Let’s chat about the distinct vs group by clause: I often see the misuse of GROUP BY with no aggregates when a DISTINCT would suffice. However, I more often see the misuse of a DISTINCT when a GROUP BY is more practical. I wanted to talk about some, maybe not-so-obvious, reasons to use one over the other. I won’t go into what the functional differences are, but more so the practical differences.
But first, is there really a technological difference between using DISTINCT vs a GROUP BY (sans aggregates, of course)? The quick answer is that it depends on the system, there could be differences between the optimizer on one of the many DBMS out there. However, in my tests, the likely more accurate answer is simply, No.
SELECT DISTINCT AGE FROM USERS;
SELECT AGE FROM USERS GROUP BY AGE;
These two queries not only produce the exact same result set, they produce the exact same query plans too. To see for yourself, take a look here. (Tested on SQL Server, Oracle, and Teradata)
Functionally, if used properly, either method is acceptable. But, allow me to create two scenarios that I think highlight two probable use cases and arguments for using one over the other:
- Conveying a thought through a query example without the end-user having to execute the query to understand said thought.
- Sharing a query with the intent to compound upon.

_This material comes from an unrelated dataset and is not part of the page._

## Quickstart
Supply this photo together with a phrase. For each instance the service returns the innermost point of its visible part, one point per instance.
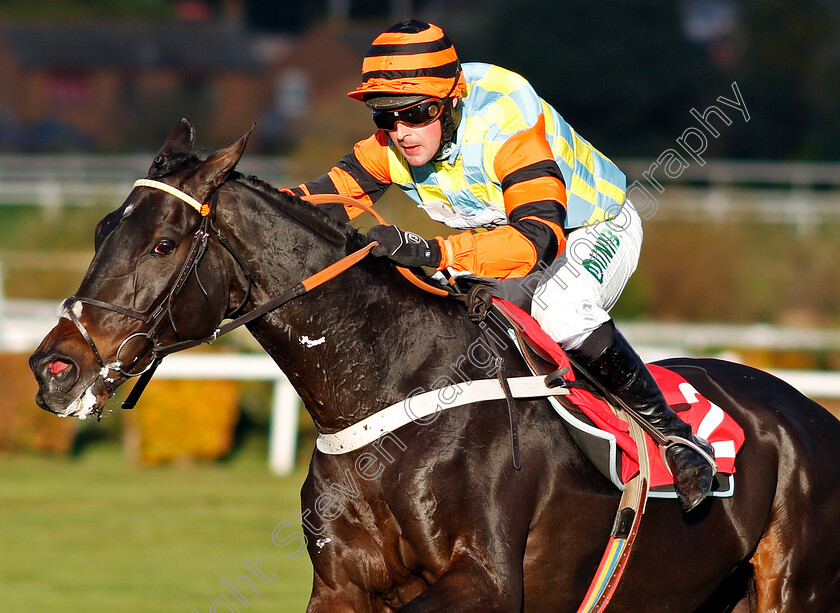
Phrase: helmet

The first example is a method I often use when communicating with people where I need to illustrate a point, back it up with some evidence and move forward with the dialogue. By giving the recipient a query that says SELECT DISTINCT UTENSILS FROM UTENSIL_DRAWER; while explaining that we have no more spoons is a great way to convey your point. This is even clearer if your audience is less technical.
The second example is more likely, and one I try to use as a preference over the other. If you send a query to someone for them to expand upon, you don’t want them misguided by a DISTINCT when a GROUP BY makes the query writing less error-prone. Let’s say I shared this query instead SELECT UTENSILS FROM UNTENSIL_DRAWER GROUP BY UTENSILS; and then added: “We may be low on forks too.” This query is ripe for the user to begin modifying and easily determine a count of each utensil.
I know, it’s pedantic. However, I’ve seen the error of beginner SQL writers to simply “Just do a distinct…” and I’ve seen their eyes opened when properly using a group by to ever-evolving queries.
Have you ever had to troubleshoot a query to simply find they left a DISTINCT clause?